Frequently asked questions
Q: Who directed Listen Up Philip?
Alex Ross Perry wrote and directed the film. It premiered at the 2014 Sundance Film Festival and won the Special Jury Prize at Locarno, establishing Perry as a distinctive voice in indie cinema.
Q: Is Listen Up Philip based on a true story?
No, it's an original screenplay by Alex Ross Perry. However, the film draws on recognizable archetypes from the literary world—the struggling novelist, the aging mentor, the patient girlfriend—and explores them with dark comedy and psychological insight.
Q: What's the runtime of Listen Up Philip?
The film runs 109 minutes, which gives Perry plenty of time to develop his portrait of creative narcissism without rushing the character work.
Q: Where can I watch Listen Up Philip?
Listen Up Philip is available on multiple platforms including MUBI, Plex, Pluto TV, Prime Video, Apple TV, Google Play, and several others. Movie OTT's streaming widget will show you exactly where it's available in your region right now.
Q: What's the IMDb rating for Listen Up Philip?
The film has a 6.1/10 rating on IMDb, reflecting its divisive nature—some viewers find it brilliant and darkly comic, while others find Philip too insufferable to spend two hours with, which is kind of the point.

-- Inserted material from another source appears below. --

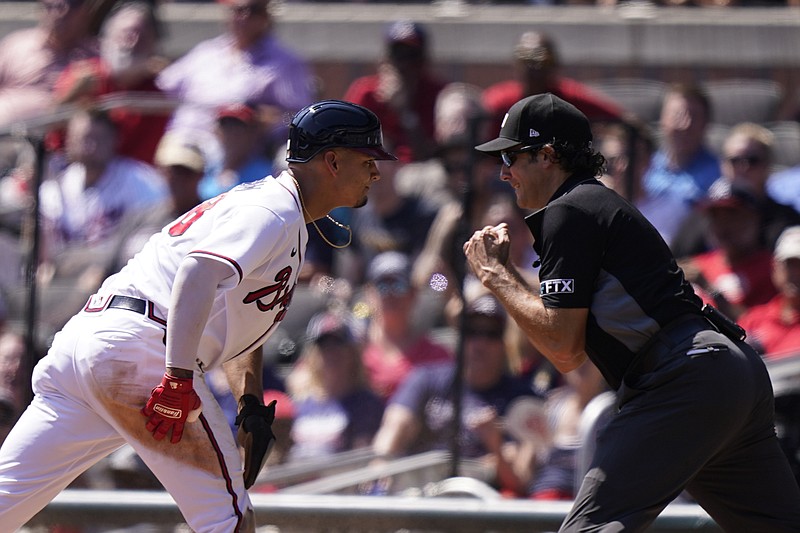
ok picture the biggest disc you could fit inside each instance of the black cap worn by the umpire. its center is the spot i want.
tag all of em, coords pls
(538, 120)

Final Thoughts on Listen Up Philip
Listen Up Philip isn't a film for everyone. If you need your protagonists to be likeable or your comedies to be warm, you'll probably bounce off it. But if you're interested in character studies that don't flinch, in performances that capture the specific texture of creative self-delusion, and in filmmaking that trusts its audience to sit with discomfort—this is essential viewing. Perry's film is a reminder that some of the best indie cinema comes not from trying to be liked, but from being unflinchingly honest about how people actually behave when they think nobody's watching. It's sharp, it's funny, and it's deeply uncomfortable in exactly the way great comedy should be.